The Gift of Grab

Not much gets past Stephanie Mott.

Not tough subjects in class, not punch lines of jokes and especially not grounders.

In fact, most things just seem to come right to the South Kitsap senior.

“She’s every coaches’ dream,” South Kitsap fastpitch coach Kathy Ballew says of her star shortstop. “When (the ball) is hit there, you just know (it’s going to be an out).”

That’s something Ballew and her team have been used to for the past three years. But a new twist has been Mott’s performance at the plate this year, one of the reasons the Wolves are off to a 6-0 start this year.

Not much has ever gotten past Mott. It’s been that way for most of her life. She is a fourth-generation South Kitsapper and a proud member of Port Orchard’s Lyman clan.

“My whole family lives in Port Orchard,” Mott said. “We’ve been here forever, basically.”

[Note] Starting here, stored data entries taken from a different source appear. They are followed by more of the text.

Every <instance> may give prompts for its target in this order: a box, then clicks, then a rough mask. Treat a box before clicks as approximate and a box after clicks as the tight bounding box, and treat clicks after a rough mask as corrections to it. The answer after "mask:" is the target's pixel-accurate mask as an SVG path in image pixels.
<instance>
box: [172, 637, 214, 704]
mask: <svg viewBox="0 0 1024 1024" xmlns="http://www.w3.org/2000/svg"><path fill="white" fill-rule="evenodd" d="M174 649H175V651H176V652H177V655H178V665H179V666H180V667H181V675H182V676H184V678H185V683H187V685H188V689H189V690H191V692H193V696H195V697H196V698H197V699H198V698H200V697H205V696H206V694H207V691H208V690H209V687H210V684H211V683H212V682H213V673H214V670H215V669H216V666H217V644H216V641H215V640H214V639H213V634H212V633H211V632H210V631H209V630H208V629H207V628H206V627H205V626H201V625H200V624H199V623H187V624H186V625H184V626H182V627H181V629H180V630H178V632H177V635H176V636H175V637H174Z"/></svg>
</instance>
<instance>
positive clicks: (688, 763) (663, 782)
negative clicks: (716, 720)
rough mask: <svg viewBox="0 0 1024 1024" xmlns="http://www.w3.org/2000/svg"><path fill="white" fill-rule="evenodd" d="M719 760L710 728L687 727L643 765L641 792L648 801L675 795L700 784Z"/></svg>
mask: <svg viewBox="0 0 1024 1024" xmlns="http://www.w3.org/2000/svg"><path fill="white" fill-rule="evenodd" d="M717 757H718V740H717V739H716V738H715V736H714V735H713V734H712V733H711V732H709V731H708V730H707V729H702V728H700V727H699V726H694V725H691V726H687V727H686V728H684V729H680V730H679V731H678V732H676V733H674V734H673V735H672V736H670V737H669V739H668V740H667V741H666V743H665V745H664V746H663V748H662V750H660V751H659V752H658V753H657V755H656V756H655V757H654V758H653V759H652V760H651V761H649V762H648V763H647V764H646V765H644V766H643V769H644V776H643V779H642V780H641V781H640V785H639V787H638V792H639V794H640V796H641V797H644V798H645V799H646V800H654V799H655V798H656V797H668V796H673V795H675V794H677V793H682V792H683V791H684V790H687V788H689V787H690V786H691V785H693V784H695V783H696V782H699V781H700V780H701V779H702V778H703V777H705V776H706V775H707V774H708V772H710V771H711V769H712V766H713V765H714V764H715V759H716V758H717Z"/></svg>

And it seems she’s been scooping up grounders just as long, whether it’s for the Wolves or a club team, opposing teams have had little luck in getting a ball past her.

In fact, the slick-fielding Mott has not committed an error for South since she was a sophomore, the year she first started playing short.

“I feel like third is more my position,” she said. “The thing I like about third is that your reaction time has to be so much faster. Either you get it or you don’t, and you don’t have time to think about it. At shortstop, there’s a lot more thinking. With third its just habit.”

Ballew said having Mott switch positions was a no-brainer.

“We knew it when she came in as a sophomore,” Ballew said. “We knew we had our shortstop, even though she had never played that position before for any of her other teams.”

And the switch has worked to perfection — literally.

But it’s been at the plate this year that Mott has really taken off.

“Hitting has always been more of a struggle for me,” Mott said.

Although she says her sophomore season was a breakout year at the plate, Mott has been tearing up opposing pitching this year.

Through six games, she his hitting .529 with a double, two triples and a homer. She has also knocked in six runs, highlighted by a 4-for-4 performance last week against Shelton in which she hit two triples and an inside-the-park home run.

In fact, one of the triple was almost a homer as she was thrown out at the plate.

Ballew said she’s always had confidence in Mott as a hitter but what she did last week surprised everyone.

“Last year, it was just being consistent. You could count on a base hit,” Ballew said. “So far, with her power and hitting for that average through six games, I always had high hopes and expectations but I couldn’t have hoped for this.”

Ballew said there was a time during the Shelton game that the coaches thought about getting Mott to hit for the cycle (a single, double, triple and home run in one game) but decided against it and just let her go.

“The sound of it, I knew it was a great hit,” Ballew said of Mott’s first at bat. “And then she did it the next time, and the next time and I was like, ‘Are you kidding me?’ I couldn’t believe it, there she was going around again.”

The early success at the plate has been welcome, Mott said, and she’s hoping to hit at least .500 for the season. But it’s her defense that drives her.

“Since I always liked defense better. I’d always do that more,” Mott said. “It’s so much more natural. If I make a mistake on defense, I get really mad because I don’t normally do that. But I’ll still be confident because I know it was like a fluke deal.

“But if I have a bad day hitting, I’ll be more depressed,” Mott said. “I don’t have as much confidence in my hitting as I do in my defense.”

With Mott in the middle of South’s current hot streak, the leadership side has come out a bit, but not as much as Ballew would like.

“She leads by example, and she keeps doing what she’s doing, which has been her style all along,” Ballew said. “And that’s OK. She’s so quiet that if you didn’t know her you wouldn’t realize that she is very articulate. She’s going to go far.”

So the freshman who gave up soccer because she knew softball was her best chance to a ticket to college is close to punching that ticket. She has narrowed her choices down to Ryder University in Colorado or New York’s Fordham University.

But softball is very much in the picture, she said, at least for the next four years. After that, she said she will see where a possible degree in journalism or communications takes her.

Until then, she’s content to keep reeling in every grounder and line drive that comes her way and helping her team get back to the state playoffs.

“I want us to go farther than we have before,” Mott said. “We want to get back to state as a team.”